Canadian Pacific Railway (TSE:CP; NYSE:CP) announced results that beat expectations.
Revenue came in at C$2.07 billion, a slight beat to consensus of $2.02 billion while earnings per share of C$4.82 beat the consensus estimate of C$4.67 by 3% and increased 6% from the same quarter in 2018.
Revenue ton miles, an indicator for the level of fleet activity declined again this quarter, down 3% over last year after declining 1% last quarter as well.
The operating ratio, a measure of efficiency disappointed, increasing to 57% from 56.1% last quarter and 56.5% in Q4 of 2018.
A lower operating ratio means lower costs.
The company released 2020 guidance that effectively met expectations on EPS and revenue.
Management is looking for a return to RTM growth in 2020 after a weak 2019.
The company also announced a 7% increase to the dividend and a buyback of 2% of shares in 2020.
An earnings beat was commendable with such a big increase in costs in the quarter but it doesn’t change the medium-term headwinds facing the entire railroad industry.
CP Outperforming Most Peers and the Index
CP is leading the pack when it comes to revenue growth.
The legacy of railroad superstar Hunter Harrison is likely still intact at the railroad to the benefit of investors.
Hunter built CP into the most efficient railroad in North America and the company is still benefitting from the organizational processes he put in place.
Revenue Growth is Best in Class
CP continues to have the highest margins due to a lean and mean operational network.
CP margins are still best in class and the new management team is doing a great job keeping costs down as shipping activity slows across North America.
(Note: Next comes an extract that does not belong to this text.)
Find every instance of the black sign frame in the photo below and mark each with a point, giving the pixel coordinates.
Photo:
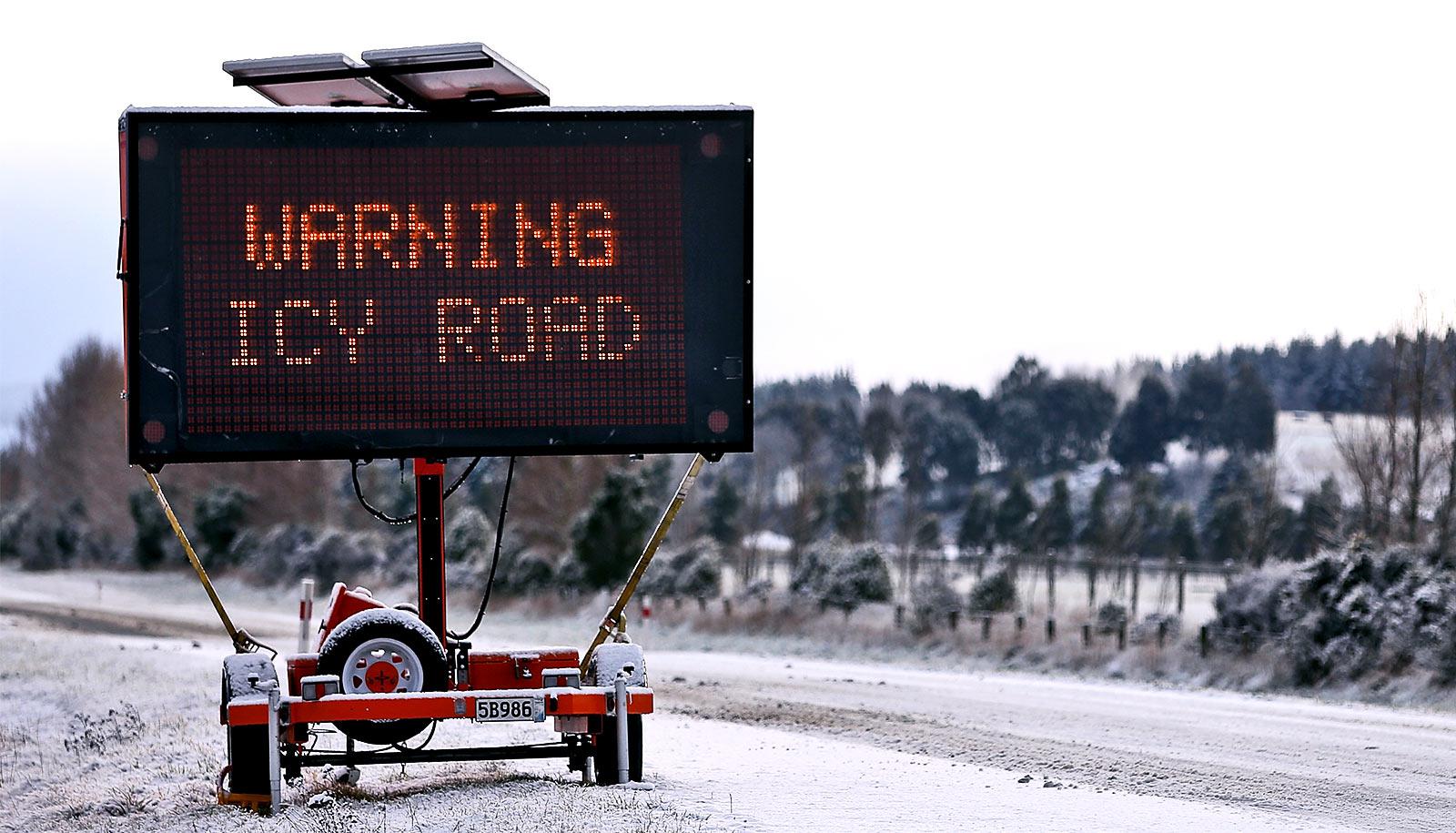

CP Margins are Also Leading the Group
CP did historically have above average debt levels, but since Hunter Harrison resigned from the railroad management has done an excellent job deleveraging.
When an economic contraction eventually comes, and it will, CP will have no trouble dealing with a period of negative cashflow as it has significant wiggle room to borrow debt as a cashflow bridge.
Debt to Cashflow Lowest in the Group
Lastly looking at valuations, CP is still priced rich vs peers and has a weak expected EPS growth rate in 2020.
The market expects -2% earnings growth from CP in 2020 compared to 2%-10% for the other railroads.
So even though the stock has been outperforming, the valuation makes it clear the stock is no bargain.